The Sac State Academic Clubs and Organizations page says that the club is meant to unite women who are in STEM careers and majors to serve young women in the community.

“We definitely do a lot of community service, or community service-based events, where we go out to the community and we serve elementary schools, the younger population,” Saverimuttu said. “We try to give them the opportunity to see and experience science in some form, and it’s usually really fun to do those outreach events.”

Also according to the page, the benefits of membership include professional development, recognition as an inspiring leader on campus, and making an impact on another woman’s life.

“We have hosted meetings with other faculty and students where the female clubs will come together, and they’ll get to speak to professors in that profession to see how it is to be a woman in that field, which I think is really empowering,” Mallow said.

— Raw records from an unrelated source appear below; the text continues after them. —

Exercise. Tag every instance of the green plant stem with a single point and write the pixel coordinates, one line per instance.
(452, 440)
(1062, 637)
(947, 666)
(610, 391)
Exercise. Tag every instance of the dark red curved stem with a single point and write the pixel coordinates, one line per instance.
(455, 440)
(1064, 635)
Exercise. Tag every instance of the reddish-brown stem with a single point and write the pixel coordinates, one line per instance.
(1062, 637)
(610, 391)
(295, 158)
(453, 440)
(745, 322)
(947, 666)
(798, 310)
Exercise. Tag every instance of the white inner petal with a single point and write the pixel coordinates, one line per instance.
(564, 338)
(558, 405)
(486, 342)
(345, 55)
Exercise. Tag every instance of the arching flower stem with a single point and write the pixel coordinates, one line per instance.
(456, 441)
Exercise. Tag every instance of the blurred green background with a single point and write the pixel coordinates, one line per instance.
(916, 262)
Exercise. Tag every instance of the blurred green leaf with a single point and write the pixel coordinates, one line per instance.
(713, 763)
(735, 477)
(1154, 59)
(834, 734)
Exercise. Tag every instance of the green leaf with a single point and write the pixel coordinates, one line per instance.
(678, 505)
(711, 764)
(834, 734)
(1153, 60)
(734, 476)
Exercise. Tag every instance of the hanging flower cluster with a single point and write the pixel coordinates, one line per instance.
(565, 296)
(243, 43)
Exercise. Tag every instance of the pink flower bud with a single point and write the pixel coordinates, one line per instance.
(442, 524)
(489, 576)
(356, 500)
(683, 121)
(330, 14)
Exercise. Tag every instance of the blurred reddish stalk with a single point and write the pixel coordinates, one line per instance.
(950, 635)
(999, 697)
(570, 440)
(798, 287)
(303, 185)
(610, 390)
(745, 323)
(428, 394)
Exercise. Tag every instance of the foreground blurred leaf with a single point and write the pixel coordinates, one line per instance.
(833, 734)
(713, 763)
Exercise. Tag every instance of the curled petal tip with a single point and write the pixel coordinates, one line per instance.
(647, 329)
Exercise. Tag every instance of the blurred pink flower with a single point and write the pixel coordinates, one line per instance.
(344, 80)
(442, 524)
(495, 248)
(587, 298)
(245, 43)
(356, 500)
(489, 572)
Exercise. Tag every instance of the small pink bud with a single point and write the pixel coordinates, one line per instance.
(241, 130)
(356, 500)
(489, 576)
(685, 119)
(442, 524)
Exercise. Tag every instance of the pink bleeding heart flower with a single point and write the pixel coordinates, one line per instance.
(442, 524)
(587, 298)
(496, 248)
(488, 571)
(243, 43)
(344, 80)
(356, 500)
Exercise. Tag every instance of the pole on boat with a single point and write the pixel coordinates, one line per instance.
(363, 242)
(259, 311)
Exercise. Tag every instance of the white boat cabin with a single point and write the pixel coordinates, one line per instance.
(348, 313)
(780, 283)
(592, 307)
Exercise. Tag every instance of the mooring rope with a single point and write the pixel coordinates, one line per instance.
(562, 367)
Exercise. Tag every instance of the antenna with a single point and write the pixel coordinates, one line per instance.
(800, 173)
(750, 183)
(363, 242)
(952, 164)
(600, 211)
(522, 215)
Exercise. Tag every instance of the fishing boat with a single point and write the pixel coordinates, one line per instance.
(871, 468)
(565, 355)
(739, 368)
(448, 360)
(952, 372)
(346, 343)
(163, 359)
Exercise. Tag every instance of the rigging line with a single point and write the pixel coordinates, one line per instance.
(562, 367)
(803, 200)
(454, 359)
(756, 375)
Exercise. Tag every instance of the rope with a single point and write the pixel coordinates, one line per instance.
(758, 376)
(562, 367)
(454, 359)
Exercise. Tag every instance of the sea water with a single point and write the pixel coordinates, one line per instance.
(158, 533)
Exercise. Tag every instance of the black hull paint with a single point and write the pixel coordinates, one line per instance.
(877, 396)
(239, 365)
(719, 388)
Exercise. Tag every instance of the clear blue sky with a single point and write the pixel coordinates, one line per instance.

Biological science major and current club president Seham Aldafari’s favorite parts of the club is the focus the club puts on past and present women in science, technology, engineering and math.

“We do a huge presentation on historical women in STEM, so we bring to life past women in STEM as well as present women in STEM, and it’s been a very successful event,” Aldafari said.

Aldafari also said that women often feel like they don’t belong in STEM fields and that it’s extremely important to see that other women have made successful careers in the fields and that they can do it too.

Most kids think of a scientist as an older, white male in a lab coat, like that’s a scientist right?

— Krystal Jackson, social media director for Women in STEM

Women have struggled for years to enter the STEM fields. According to an article by the United States Census Bureau, in 2019, women only made up 27% of workers in STEM fields. The disparity exists despite similar achievement among children of all genders in math and science, according to Catalyst.

“It’s a systemic thing, it goes really way back like children, when you’re a kid and you think of a scientist, we’ve seen time and time again, we’ve talked about it, representation matters,” said Krystal Jackson, the club’s newly appointed social media director and biological science major with an emphasis in biochemical sciences. “Most kids think of a scientist as an older, white male in a lab coat, like that’s a scientist right?”

Jackson said one of the major things the club wants to accomplish is to change the representation in scientists.

“Show children that this is what a scientist looks like, and a scientist can look like a lot of different things, including being a woman,” Jackson said.

When women do accomplish entering the STEM fields, they also leave faster, according to Catalyst. Women, especially those who are working parents, leave STEM careers at disproportionately higher rates than men.

“Women who choose to pursue careers that take a while tend to be seen as selfish and that they don’t really care about family in general, and so that’s definitely something as a society that we need to improve on,” Aldafari said.

Aldafari said that the club provides a needed place for women to support other women in the field.

“I think it’s really important to have a space to foster that support, to empower each other to keep going, because often we do feel like quitting, and it is really hard.” Aldafari said. “So, I think it’s important to have a club like this on every campus, just to support each other and make each other feel comfortable and empowered to keep going.”